Makayla S. is also 15, a traditional girl, a homebody who “cooks like a chef and decorates like Martha Stewart.” She has a cheerful, upbeat outlook on life and spends a lot of time laughing. Her bride price? $24,995.

Before you get too upset, stop: MarryOurDaughter.com isn’t real—it’s a hoax. Nonetheless, the site—which claims to be a matching service for followers of “the Biblical tradition” of arranged marriages—has managed to fool a whole lot of people. With profiles of young girls, outrageous testimonials and solicitations for proposals (as well as a sign-up page to have your own daughter listed) MarryOurDaughter.com has received 60 million hits since it launched last week—and, believe it or not, on top of angry letters, thousands of proposals.

(source)

We’ve had mail order Russian brides for so long that if this had been real it really wouldn’t have surprised me.
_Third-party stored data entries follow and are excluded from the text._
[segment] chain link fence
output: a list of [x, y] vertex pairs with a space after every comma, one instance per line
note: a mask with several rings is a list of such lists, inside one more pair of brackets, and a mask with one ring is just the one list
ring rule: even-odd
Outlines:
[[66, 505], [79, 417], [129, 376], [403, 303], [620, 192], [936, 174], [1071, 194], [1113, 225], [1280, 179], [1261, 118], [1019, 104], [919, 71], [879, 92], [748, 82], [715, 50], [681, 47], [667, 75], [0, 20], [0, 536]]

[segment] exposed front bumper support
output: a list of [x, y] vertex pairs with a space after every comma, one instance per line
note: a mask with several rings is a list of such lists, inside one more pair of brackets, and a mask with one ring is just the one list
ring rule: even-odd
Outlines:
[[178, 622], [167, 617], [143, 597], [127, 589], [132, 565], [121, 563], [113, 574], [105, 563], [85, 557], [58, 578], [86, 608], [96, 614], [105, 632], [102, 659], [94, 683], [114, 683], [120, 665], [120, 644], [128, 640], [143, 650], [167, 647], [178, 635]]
Truth be told, somehow I don’t find this very offensive. Yes, had it been real it would have been kind of sad that these girls were being sold off, but that is a cultural view. Only a handful of countries and societies view marriage as a bond formed between a loving couple. Many view it as something that must be done to preserve the families or a matter of conveience. So before anybody gets their panties in a twist over this pleas estop and realize that one culture’s views do not necessarily reflect another’s, and certainly there is no one “superior” or right view.